A few notes about the aiREFORM.com website design, and what to find and where:

  1. the website aims to serve as a handy resource for activists and others concerned about the impacts, so they can quickly gather and learn information, some stored within the website, but much of it at other web addresses.
  2. the Menu Bar (at the top and bottom of the primary webpages) includes menu items with drop-downs, and a search icon.
  3. Menu items include: Home, blog, [Aviation], [Impact], [Reform], and the ‘A to Z’ webpage.
  4. the blog aims to provide analysis, compilations of data and records related to issues or airports, and timely alerts to help people attend online sessions and submit comments ahead of deadlines. The blog will NOT attempt to be a news service (there is too much news to cover, plus many others are doing a great job on current news via social media).
  5. the [Aviation] webpage(s) focus on defining aviation, with content that identifies all types of aviation, as well as all industry players (the operators, the lobbyists, the regulators, etc.), the few most common aircraft types, and airport types as well. It is valuable to learn these details, and not hard to do if this website succeeds at organizing the details in concise webpages. Frankly, one of the uglier problems with FAA and other industry players is they spend a lot of time (and money) shrouding aviation in mystery, solely to discourage activists and stymie advocacy against excessive aviation. Activists armed with facts and knowledge are far more effective and can surgically rebut the obfuscation; decisions can then be nudged away from aviation excess and toward what works for the local community.
  6. the [Impact] webpage(s) focus on precisely defining the full set of aviation impacts, including:
    • toxic pollution from aviation leaded fuel.
    • air pollutants: both those that offer immediate health hazards, and those that contribute to accelerated climate change impacts.
    • Noise, especially that produced by concentrated flight patterns (NextGen procedures, closed pattern flying (for flight instruction and practice), air tour routes, and patterns for recreational flying (skydiving, aerobatics, and glider tows).
    • the impacts of poor planning of the overall airport system (for example, the many short-hop added flights for air charter operators who are based at key ‘garage’ airports but haul their high-priced passengers from other airports).
    • the loss of control and revenues by local community officials, when FAA becomes an absentee regulator for non-aviation businesses on lands acquired with federal AIP funds; the result is evolution of a parallel economy, and destabilization of the community around the airport.
    • data, documentation, and analysis related to aviation Accidents & Incidents.
    • aviation’s vulnerability to viral transmission and pandemics.
    • …and a few other impacts, including privacy invasion, aviation bullying, and the excessive per person impacts of VIP and charter flights.
  7. the [Reform] webpage(s) focus on the tools and strategies for fixing the current problems:
    • reference materials, including a searchable FAA history, PDF copies of key FAA Orders and other documents, compilations of data and documents related to specific airports, and much more.
    • legislative proposals (because, ultimately, we depend on Congress to tell FAA what to do)
  8. the ‘A to Z’ page is an alphabetical index webpage, with short definitions of terms and acronyms, and plenty of useful weblinks.

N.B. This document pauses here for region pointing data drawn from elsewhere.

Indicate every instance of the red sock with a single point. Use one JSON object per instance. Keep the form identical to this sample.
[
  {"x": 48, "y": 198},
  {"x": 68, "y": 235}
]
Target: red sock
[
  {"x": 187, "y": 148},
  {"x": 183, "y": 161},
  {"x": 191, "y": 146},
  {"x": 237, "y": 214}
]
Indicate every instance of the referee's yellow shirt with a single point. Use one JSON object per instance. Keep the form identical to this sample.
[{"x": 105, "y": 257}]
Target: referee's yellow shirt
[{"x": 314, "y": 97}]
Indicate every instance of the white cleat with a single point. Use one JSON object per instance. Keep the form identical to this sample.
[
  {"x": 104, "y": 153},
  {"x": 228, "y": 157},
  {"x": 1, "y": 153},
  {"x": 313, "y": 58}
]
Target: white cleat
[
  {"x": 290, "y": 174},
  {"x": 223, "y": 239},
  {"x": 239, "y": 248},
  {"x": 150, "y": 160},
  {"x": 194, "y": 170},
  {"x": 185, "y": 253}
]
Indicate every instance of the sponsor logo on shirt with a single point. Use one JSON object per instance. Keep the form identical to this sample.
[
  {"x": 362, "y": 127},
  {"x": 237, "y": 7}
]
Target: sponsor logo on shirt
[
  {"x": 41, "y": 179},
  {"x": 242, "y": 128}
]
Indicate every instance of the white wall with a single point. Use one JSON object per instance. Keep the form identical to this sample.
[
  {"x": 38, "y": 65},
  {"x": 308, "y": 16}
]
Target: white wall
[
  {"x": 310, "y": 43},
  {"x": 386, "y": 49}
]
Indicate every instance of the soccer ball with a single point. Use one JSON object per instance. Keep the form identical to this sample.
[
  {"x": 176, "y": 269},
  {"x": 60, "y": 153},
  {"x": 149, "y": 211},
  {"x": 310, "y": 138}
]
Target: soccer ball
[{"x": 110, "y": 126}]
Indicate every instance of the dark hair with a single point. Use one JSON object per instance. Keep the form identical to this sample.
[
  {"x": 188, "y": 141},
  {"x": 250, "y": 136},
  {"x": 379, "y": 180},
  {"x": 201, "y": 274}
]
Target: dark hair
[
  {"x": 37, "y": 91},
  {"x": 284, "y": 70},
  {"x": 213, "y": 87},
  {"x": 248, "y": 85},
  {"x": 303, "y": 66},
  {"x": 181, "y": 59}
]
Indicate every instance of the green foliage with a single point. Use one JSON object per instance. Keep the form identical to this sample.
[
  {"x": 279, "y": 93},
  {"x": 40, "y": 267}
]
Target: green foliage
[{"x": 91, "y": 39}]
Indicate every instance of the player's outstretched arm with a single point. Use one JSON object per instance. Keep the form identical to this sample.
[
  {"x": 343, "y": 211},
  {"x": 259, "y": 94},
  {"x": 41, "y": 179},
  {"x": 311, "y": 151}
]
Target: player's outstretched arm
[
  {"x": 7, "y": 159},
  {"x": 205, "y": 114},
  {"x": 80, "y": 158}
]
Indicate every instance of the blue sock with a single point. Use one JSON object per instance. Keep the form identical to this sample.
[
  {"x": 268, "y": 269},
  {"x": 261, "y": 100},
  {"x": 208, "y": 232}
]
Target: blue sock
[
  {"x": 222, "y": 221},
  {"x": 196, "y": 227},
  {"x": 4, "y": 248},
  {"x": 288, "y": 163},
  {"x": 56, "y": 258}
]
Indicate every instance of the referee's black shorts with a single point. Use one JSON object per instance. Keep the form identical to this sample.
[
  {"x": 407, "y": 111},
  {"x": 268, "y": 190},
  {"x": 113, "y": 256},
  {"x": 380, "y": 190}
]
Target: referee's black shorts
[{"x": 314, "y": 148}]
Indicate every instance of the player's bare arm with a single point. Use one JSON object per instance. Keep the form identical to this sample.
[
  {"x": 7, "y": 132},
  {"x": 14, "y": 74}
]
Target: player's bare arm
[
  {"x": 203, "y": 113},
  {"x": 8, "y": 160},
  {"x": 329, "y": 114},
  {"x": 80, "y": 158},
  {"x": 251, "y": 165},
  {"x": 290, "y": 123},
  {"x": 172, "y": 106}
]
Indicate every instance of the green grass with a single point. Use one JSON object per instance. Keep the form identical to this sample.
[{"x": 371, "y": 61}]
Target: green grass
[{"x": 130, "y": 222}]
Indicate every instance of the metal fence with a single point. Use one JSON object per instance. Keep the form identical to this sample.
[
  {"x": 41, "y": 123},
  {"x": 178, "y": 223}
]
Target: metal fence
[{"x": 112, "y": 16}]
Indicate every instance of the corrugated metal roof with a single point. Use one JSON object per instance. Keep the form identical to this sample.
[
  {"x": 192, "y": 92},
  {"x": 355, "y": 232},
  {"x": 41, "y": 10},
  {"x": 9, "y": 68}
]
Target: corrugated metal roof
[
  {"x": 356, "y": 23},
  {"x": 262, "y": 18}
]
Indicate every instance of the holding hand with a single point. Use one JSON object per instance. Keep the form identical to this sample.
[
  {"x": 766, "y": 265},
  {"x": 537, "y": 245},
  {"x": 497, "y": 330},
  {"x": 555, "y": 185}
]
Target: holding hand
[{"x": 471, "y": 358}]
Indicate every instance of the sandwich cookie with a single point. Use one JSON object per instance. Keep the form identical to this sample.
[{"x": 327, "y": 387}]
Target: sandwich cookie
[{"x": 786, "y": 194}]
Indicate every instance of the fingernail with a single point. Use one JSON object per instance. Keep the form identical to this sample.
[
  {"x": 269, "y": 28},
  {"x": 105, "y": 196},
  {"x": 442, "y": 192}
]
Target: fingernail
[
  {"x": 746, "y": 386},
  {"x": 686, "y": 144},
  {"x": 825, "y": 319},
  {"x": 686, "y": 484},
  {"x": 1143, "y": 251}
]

Please bear with the process of rebuilding this website. Over the coming months, a lot of work will go into re-compiling the contents. Hopefully, this can help us all to restore the balance, with responsible moderation by the aviation community, and improved livability where we live and work.

[1]This figure includes pilot certificates for fixed-wing airplanes, for the following: private pilot, commercial pilot, Air Transport pilot, recreational, and sport. It does not include helicopter-only or glider-only pilot certificates, as it aims to quantify the total population who pilot small GA airplanes (personal propeller planes and jets).